Williams’ theory about Italian food being widely loved is an educated one, drawing on 13 years of chef experience, including five whirlwind years traveling the world. Originally from Atlantic City, his culinary roots are in Boston where he first worked at Radius and then at Coppa, where he “just fell in love” with the process of making pasta, he said.
He left Coppa to go to Thailand. “I wanted to learn more about other cuisines and see how that relates,” he said. He taught Thai locals how to make pasta, and learned how to make rice-based noodles. Then came a stint in New York City, where he worked at Paul Liebrandt’s Corton. Liebrandt, in 2000, was the youngest chef ever to earn a three-star review from The New York Times, at age 25.
Williams then spent some time in Paris, further refining his skills. “What I learned the most was that everybody there owned restaurants at 26 or 28 years old. And I said, ‘What am I doing here?’” He returned to Boston with one goal in mind.
Opening MIDA with Lesser was something he could not have done by himself, said Williams.
“Having a good partner really, really helps. And getting people to be honest with you, hiring the right people from the start,” he said. “You need to let people help you.”
Williams reached out to the Boston-based Restaurant Investment Group, a collective of restaurant and financial consultants spearheaded by real estate lawyer Dan Dain that provides access to capital and financial expertise to young chefs.
“We had conversations, tastings, and lessons on what needed to be done, as far as financial commitment, contracts, personal commitments, everything,” said Williams. MIDA is RIG’s first investment so far, with other restaurant openings in the works.
Williams is excited about the increased interest in restaurant investment in Boston, despite the common belief that they’re risky ventures. “There’s this revelation that restaurants are actually bringing business and revenue into a neighborhood and actual wealth that wasn’t there before,” he said.
MIDA has 70 seats, including 12 at the bar, which is open until 1 a.m. Monday to Wednesday, and until 2 a.m. Thursday to Saturday. Williams works with sous chef Brian Paszko, seven cooks and 15 waitstaff.
As the former space of Cluckit! — and before that Estelle’s Southern Cuisine — Williams was able to keep costs low by adding paint, fixtures, mirrors and a few kitchen supplements. “Everything was kind of in here already,” said Williams. “That’s a key piece when opening a restaurant. Some people want to take everything out, rip it apart, and break down too many walls.”
With the help of MIDA General Manager Seth Gerber and community leaders like Malia Lazu of Epicenter Community Inc., the location of the space was carefully considered to determine the restaurant’s concept. Lazu, who is a strong proponent of equitable liquor licenses in the city, helped Williams acquire one for MIDA. Gerber wants MIDA to activate the South End block and become a gathering place for those in search of an inspired meal.

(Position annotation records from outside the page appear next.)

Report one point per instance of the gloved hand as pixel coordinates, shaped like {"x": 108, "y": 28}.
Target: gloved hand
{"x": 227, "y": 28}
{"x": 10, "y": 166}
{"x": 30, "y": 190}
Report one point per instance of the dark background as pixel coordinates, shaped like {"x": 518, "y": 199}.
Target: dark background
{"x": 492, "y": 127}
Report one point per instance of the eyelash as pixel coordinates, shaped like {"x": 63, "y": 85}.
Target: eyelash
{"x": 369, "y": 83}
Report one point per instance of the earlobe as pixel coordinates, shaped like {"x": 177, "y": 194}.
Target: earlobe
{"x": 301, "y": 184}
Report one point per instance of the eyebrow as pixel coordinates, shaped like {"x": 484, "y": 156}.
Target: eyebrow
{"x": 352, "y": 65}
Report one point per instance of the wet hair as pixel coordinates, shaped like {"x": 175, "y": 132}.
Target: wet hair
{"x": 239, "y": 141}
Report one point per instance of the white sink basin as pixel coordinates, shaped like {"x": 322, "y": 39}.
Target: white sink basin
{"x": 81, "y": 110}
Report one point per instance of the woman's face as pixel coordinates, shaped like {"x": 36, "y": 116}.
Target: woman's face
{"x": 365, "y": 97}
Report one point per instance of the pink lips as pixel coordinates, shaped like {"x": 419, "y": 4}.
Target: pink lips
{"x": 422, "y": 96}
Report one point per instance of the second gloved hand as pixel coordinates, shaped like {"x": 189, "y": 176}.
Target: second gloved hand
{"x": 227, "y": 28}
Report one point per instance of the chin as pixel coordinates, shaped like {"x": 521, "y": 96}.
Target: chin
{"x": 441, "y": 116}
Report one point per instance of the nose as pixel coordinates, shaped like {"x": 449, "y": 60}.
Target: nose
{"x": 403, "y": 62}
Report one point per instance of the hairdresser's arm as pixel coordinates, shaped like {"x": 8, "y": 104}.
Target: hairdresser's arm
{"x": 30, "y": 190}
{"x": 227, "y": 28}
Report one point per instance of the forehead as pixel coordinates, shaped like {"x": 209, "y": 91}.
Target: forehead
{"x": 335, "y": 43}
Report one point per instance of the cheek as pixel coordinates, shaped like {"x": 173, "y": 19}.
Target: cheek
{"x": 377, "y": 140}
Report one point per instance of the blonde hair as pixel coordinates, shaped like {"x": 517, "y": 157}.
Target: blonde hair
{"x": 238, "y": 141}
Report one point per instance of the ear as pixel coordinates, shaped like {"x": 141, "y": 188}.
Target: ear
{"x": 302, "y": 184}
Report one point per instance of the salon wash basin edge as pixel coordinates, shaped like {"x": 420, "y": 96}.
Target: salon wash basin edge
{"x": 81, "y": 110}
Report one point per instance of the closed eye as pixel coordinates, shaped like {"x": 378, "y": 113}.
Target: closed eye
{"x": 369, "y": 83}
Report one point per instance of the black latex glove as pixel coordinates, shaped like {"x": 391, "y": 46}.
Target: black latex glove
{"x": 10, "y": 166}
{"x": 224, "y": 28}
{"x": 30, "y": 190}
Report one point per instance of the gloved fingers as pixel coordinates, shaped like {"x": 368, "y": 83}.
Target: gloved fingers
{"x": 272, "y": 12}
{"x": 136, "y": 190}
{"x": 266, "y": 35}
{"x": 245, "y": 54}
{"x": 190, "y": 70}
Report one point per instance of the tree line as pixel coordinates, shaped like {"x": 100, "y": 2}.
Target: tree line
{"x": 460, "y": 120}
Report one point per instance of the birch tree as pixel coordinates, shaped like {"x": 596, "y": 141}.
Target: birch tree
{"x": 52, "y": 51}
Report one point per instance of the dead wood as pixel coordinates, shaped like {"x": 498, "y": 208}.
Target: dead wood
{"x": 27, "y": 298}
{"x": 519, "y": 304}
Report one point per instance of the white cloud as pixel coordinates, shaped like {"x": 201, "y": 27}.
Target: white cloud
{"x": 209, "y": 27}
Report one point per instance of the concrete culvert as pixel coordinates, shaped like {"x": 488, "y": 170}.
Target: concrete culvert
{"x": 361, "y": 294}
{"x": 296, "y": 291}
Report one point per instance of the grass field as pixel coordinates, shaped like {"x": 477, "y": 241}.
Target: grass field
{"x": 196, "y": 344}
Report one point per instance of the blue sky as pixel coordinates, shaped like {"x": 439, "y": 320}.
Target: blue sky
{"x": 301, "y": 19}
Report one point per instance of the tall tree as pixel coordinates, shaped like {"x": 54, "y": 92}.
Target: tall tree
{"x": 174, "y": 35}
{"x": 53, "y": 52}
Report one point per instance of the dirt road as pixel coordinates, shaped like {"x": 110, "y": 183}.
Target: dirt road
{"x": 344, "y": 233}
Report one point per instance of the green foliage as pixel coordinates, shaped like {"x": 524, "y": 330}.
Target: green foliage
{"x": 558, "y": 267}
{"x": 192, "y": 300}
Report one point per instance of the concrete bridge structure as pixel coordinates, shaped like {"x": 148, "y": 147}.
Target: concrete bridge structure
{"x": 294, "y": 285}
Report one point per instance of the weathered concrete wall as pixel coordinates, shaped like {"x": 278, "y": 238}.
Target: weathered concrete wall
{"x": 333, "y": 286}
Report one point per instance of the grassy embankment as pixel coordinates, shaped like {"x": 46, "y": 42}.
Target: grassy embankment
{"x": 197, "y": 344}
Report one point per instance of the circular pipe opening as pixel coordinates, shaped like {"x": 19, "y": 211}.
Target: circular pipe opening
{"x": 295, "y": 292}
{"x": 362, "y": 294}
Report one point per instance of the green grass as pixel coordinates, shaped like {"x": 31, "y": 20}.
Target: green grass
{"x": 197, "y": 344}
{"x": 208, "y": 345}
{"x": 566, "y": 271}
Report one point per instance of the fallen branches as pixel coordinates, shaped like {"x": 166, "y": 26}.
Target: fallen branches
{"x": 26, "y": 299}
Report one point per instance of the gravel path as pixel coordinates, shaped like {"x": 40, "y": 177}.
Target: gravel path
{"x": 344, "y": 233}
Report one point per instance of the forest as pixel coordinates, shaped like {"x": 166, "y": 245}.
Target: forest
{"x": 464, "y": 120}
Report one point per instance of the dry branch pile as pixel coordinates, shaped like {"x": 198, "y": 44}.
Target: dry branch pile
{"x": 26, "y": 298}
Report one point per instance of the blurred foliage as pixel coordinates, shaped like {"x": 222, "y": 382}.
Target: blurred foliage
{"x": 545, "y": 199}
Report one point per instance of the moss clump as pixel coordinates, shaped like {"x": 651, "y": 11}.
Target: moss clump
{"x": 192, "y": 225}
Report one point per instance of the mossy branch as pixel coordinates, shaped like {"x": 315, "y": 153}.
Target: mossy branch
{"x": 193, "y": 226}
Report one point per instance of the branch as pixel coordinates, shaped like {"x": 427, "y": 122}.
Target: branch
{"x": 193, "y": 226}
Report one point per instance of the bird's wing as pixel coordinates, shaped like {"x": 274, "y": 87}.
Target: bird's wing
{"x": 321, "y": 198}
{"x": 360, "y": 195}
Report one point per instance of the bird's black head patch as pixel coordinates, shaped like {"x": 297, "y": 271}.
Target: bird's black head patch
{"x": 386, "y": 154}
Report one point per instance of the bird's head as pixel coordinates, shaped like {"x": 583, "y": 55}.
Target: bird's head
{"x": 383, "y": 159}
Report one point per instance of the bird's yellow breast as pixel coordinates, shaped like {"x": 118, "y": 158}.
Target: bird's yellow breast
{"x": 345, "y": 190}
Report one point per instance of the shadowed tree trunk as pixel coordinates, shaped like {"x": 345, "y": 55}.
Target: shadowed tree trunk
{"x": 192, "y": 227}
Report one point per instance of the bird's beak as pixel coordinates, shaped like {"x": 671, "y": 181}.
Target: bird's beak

“We put the concept to the space because the space to the concept doesn’t really work,” said Williams. “You think about what the neighborhood wants.”
What the neighborhood may want is whole roasted parsnip and Spanish octopus served with white romesco and horseradish. Or the steak marinated in chimichurri sauce with “the best potatoes you’ve ever had,” said Williams.
The menu will evolve and vary according to what New England farmers source that season. “We use what we can get,” said Williams. “It’s the sensibility of the Italian, not so much just traditional Italian.”